In the first-ever papal visit to the Arabian Peninsula, Pope Francis has said that faith leaders have a duty to reject war as he called for religious freedom in the majority Muslim region.

“War cannot create anything but misery, weapons bring nothing but death,” the pope said on Monday, addressing an inter-religious meeting attended by hundreds of representatives from different faiths.   

“I am thinking in particular of Yemen, Syria, Iraq and Libya,” he added.

He said: “Every form of violence must be condemned without hesitation… No violence can be justified in the name of religion.”

The gathering included imams, muftis, ministers, rabbis, swamis, Zoroastrians and Sikhs.

Francis, who has made outreach to Muslim communities a cornerstone of his papacy, is on an historic three-day visit to the United Arab Emirates.

The UAE is involved in the wars in Yemen, Syria and Libya. 

‘Before our eyes’

The United Nations calls Yemen the world’s worst humanitarian crisis.

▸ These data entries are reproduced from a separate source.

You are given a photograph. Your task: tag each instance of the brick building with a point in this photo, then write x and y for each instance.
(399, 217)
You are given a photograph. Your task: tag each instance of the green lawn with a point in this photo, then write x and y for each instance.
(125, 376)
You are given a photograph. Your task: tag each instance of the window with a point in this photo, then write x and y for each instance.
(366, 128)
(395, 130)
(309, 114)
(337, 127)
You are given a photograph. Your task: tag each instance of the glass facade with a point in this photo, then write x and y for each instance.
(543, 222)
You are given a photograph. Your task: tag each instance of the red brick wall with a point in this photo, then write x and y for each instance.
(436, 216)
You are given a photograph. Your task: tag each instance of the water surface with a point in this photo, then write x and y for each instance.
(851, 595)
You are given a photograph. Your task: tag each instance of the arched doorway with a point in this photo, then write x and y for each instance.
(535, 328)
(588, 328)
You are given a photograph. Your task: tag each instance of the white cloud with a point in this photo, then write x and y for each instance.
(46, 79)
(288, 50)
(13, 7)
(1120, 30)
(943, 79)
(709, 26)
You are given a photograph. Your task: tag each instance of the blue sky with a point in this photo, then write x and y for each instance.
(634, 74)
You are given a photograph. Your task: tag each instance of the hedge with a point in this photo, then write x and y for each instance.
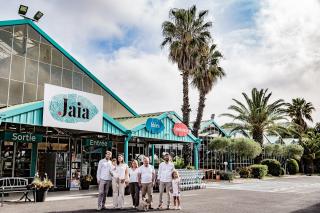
(274, 166)
(258, 170)
(293, 166)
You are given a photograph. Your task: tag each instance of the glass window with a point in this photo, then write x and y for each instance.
(96, 89)
(56, 57)
(5, 66)
(56, 75)
(44, 73)
(87, 84)
(30, 93)
(67, 79)
(40, 92)
(45, 41)
(4, 91)
(32, 34)
(8, 29)
(17, 68)
(31, 71)
(77, 81)
(67, 64)
(20, 40)
(15, 94)
(5, 42)
(45, 53)
(33, 49)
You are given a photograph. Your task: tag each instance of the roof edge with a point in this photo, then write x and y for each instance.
(65, 53)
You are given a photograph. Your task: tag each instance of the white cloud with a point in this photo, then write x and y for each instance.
(279, 50)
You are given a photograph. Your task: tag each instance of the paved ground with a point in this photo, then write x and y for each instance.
(296, 195)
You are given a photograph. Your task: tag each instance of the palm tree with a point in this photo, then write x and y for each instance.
(257, 115)
(299, 110)
(184, 34)
(204, 77)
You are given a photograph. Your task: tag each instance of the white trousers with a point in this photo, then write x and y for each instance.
(118, 193)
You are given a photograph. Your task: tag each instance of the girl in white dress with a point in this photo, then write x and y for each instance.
(115, 182)
(176, 189)
(122, 170)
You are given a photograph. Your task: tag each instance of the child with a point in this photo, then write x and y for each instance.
(176, 189)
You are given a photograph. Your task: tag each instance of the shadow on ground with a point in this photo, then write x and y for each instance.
(311, 209)
(109, 210)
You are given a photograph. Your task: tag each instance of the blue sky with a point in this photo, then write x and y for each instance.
(266, 44)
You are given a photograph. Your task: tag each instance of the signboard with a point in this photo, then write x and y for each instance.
(72, 109)
(91, 142)
(22, 137)
(154, 125)
(180, 129)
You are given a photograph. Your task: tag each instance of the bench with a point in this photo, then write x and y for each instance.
(15, 185)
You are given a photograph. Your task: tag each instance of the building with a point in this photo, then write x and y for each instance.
(57, 118)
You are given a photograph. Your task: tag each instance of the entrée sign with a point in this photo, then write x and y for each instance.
(154, 125)
(180, 129)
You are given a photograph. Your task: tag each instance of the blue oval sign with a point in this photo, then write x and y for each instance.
(154, 125)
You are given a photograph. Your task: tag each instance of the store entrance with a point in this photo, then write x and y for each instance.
(54, 161)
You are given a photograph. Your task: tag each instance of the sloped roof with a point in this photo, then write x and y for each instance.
(137, 127)
(66, 54)
(32, 114)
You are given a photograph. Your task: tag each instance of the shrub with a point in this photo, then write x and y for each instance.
(293, 166)
(274, 166)
(258, 170)
(226, 175)
(283, 171)
(245, 172)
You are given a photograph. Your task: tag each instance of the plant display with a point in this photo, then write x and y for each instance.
(258, 170)
(40, 184)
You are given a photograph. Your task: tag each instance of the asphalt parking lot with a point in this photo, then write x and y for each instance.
(293, 194)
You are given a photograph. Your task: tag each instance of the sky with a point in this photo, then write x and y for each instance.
(266, 44)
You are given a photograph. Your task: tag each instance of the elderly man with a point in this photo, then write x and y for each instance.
(165, 178)
(146, 178)
(104, 179)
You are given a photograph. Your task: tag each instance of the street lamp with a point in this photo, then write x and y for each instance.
(23, 11)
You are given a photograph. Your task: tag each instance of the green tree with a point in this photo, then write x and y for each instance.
(257, 115)
(204, 77)
(311, 144)
(185, 33)
(300, 110)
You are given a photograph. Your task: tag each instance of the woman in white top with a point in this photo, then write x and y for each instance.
(133, 183)
(115, 182)
(122, 170)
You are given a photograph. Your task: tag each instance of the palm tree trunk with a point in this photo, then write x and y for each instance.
(201, 106)
(257, 136)
(186, 115)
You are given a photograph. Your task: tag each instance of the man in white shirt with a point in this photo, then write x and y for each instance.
(146, 178)
(165, 178)
(104, 179)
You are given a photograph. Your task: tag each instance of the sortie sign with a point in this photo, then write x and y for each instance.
(91, 142)
(22, 137)
(180, 129)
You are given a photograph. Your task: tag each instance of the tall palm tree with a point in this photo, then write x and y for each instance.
(204, 77)
(185, 33)
(300, 110)
(257, 115)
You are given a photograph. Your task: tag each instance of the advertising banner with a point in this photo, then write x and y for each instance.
(72, 109)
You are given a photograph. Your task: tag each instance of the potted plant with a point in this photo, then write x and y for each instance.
(85, 181)
(41, 187)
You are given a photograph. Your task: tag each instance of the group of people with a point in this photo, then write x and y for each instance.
(116, 173)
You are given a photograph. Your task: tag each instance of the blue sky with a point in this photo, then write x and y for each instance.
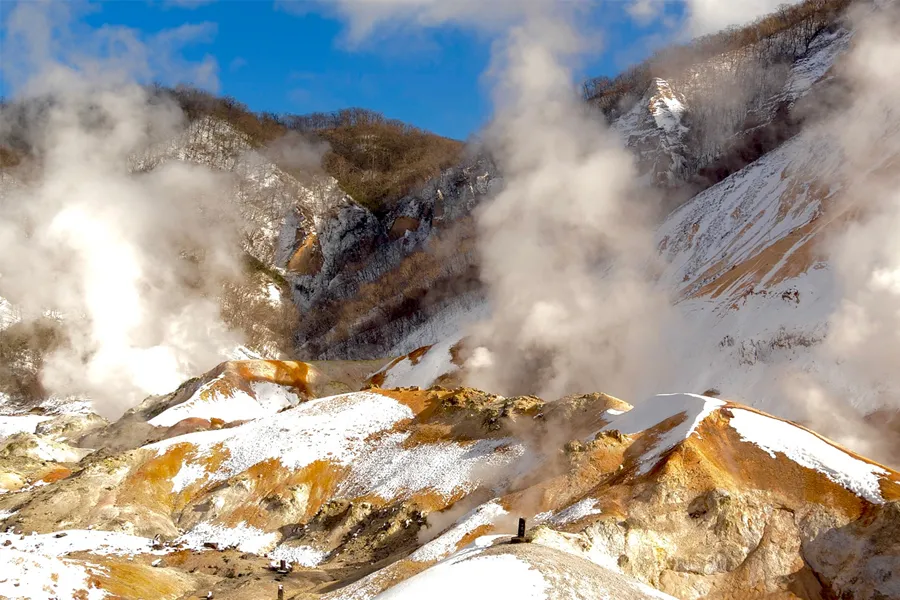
(292, 61)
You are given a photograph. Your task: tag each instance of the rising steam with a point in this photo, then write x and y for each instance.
(127, 261)
(566, 247)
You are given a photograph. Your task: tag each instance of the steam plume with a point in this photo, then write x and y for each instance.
(566, 251)
(128, 260)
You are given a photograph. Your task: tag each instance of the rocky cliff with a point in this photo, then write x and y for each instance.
(683, 496)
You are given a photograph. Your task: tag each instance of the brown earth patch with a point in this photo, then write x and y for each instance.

It was triggered by the intervention of Saudi Arabia, the UAE and their allies in a war between the government and Houthi rebels.

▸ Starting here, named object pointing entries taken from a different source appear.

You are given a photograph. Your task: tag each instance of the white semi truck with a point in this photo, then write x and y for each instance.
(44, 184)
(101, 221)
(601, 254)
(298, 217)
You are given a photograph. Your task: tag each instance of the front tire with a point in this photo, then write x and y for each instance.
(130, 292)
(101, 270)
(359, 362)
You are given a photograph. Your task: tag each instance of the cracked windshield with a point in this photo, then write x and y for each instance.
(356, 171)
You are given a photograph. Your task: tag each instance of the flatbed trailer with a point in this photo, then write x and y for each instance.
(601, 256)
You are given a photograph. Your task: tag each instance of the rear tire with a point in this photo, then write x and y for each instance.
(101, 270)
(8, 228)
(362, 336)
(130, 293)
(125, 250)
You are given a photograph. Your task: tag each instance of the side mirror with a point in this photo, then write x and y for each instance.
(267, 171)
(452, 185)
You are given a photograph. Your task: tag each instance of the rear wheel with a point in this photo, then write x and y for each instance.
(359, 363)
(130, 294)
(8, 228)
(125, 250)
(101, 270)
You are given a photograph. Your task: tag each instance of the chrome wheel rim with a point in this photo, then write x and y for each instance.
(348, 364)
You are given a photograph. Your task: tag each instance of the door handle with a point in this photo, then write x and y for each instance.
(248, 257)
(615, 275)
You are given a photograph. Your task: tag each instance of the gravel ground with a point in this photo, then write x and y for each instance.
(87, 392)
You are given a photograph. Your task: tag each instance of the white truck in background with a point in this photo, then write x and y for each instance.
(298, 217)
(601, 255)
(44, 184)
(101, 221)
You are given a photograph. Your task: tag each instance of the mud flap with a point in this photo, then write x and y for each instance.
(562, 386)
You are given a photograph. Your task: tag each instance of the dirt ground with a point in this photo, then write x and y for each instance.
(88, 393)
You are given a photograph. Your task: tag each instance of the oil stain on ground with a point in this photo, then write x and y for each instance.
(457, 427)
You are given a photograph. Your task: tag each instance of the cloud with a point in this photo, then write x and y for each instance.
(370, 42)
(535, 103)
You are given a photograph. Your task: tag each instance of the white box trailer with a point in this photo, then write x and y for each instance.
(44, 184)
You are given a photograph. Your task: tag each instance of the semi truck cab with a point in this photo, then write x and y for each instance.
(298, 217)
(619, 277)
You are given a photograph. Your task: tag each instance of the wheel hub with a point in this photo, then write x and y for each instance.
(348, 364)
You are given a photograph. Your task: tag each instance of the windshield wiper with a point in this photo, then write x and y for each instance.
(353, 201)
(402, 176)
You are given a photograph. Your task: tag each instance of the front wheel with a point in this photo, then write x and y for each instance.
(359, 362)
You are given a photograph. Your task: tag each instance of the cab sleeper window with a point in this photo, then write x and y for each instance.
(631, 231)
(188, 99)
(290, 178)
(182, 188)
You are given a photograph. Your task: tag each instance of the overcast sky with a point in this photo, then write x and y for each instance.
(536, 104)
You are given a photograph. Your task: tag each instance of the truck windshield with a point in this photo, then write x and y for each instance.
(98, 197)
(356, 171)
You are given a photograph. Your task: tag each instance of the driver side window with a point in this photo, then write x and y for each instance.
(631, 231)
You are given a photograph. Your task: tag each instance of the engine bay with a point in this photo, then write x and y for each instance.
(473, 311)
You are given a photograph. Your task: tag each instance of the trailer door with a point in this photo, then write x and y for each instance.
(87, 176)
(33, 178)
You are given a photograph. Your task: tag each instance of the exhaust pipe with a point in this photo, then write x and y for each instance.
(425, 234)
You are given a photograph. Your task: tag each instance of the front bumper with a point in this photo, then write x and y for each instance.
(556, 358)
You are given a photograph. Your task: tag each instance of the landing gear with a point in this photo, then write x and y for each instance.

More than 10 million Yemenis now risk imminent starvation.

The pope said the consequences of the war in Yemen and elsewhere in the Middle East “are before our eyes”.

Francis warned the future of humanity was at stake unless religions come together to resist the “logic of armed power … the arming of borders, the raising of walls”.

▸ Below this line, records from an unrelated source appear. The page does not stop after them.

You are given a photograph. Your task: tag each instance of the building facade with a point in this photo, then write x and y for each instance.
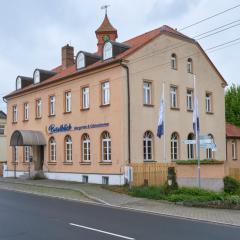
(93, 115)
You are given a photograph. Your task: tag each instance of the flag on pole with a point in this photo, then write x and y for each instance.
(160, 129)
(196, 124)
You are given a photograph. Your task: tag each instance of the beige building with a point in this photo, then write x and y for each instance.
(88, 118)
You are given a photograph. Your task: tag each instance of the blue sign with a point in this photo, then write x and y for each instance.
(68, 127)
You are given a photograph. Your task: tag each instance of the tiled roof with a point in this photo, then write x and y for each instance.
(106, 26)
(232, 130)
(134, 43)
(3, 115)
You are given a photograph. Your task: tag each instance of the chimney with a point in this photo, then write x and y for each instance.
(67, 56)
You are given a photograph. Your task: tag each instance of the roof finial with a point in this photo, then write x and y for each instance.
(105, 7)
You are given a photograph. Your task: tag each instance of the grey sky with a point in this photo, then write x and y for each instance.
(32, 32)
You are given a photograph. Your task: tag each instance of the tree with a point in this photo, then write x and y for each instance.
(232, 105)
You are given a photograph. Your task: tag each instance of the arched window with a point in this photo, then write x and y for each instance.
(106, 147)
(68, 149)
(174, 61)
(107, 51)
(190, 147)
(209, 152)
(190, 65)
(85, 148)
(148, 146)
(80, 60)
(174, 146)
(52, 149)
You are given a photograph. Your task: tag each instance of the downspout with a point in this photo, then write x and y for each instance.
(128, 112)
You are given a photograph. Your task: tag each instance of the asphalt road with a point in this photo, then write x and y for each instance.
(30, 217)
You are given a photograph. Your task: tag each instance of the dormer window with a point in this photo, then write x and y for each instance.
(36, 77)
(80, 60)
(18, 83)
(107, 51)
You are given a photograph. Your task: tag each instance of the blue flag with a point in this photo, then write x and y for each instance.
(160, 129)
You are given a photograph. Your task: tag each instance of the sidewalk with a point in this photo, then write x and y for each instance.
(98, 194)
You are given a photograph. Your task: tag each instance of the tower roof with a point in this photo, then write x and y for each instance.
(106, 26)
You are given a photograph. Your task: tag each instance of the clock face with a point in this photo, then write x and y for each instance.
(105, 38)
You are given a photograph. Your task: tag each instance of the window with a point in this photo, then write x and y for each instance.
(190, 147)
(107, 51)
(148, 146)
(15, 114)
(68, 101)
(209, 152)
(105, 93)
(189, 66)
(38, 108)
(105, 180)
(15, 154)
(234, 150)
(18, 83)
(147, 92)
(106, 147)
(86, 147)
(26, 153)
(80, 60)
(174, 61)
(173, 93)
(2, 129)
(85, 97)
(52, 105)
(52, 150)
(208, 102)
(190, 99)
(26, 111)
(68, 149)
(174, 146)
(36, 77)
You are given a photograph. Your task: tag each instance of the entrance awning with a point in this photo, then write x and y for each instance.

“There is no alternative: we will either build the future together or there will not be a future,” said Francis.

He also called for religious equality in the region. 

“I look forward to societies where people of different beliefs have the same right of citizenship and where only in the case of violence in any of its forms is that right removed,” he said. 

At the end of the interfaith meeting, Francis and Sheikh Ahmed al-Tayeb – the grand imam of Egypt’s Al-Azhar, the highest seat of learning in Sunni Islam – signed a joint statement on “human fraternity” and their hopes for world peace.

They then laid the cornerstones for a new church and mosque to be built side-by-side in the UAE capital, Abu Dhabi.

Red carpet welcome

The document describes itself as being in the name of “all victims of wars, persecution and injustice; and those tortured in any part of the world, without distinction”. It also decried modern “signs of a ‘third world war being fought piecemeal'”.

“We resolutely declare that religions must never incite war, hateful attitudes, hostility and extremism, nor must they incite violence or the shedding of blood.”

It added countries have a duty to establish a concept of “full citizenship”. The UAE relies heavily on foreign labourers who have no path to naturalisation.

Even for a nation known for excess, the Emiratis’ red-carpet welcome was remarkable, especially for a pope who prides himself on simplicity. It featured horse-mounted guards escorting the pontiff’s motorcade through the palace gardens, while a flyover trailed the yellow-and-white smoke of the Vatican flag. 

 Advocacy group Human Rights Watch (HRW) had urged the pope to use his visit to the UAE to highlight abuses it said are currently being carried out in the Gulf state. 

It sent a letter to Francis before his visit calling on him to lead international pressure to hold the UAE’s leadership accountable.

“Despite its assertions about tolerance, the UAE government has demonstrated no real interest in improving its human rights record,” the HRW said.

The New York-based watchdog said the UAE authorities have targeted critics, political dissidents and human rights activists with arbitrary detention and enforced disappearances.

The pope is scheduled to hold an open-air mass on Tuesday for 135,000 of the Muslim country’s estimated one million Catholic residents, set to be the largest ever public gathering in the Gulf state.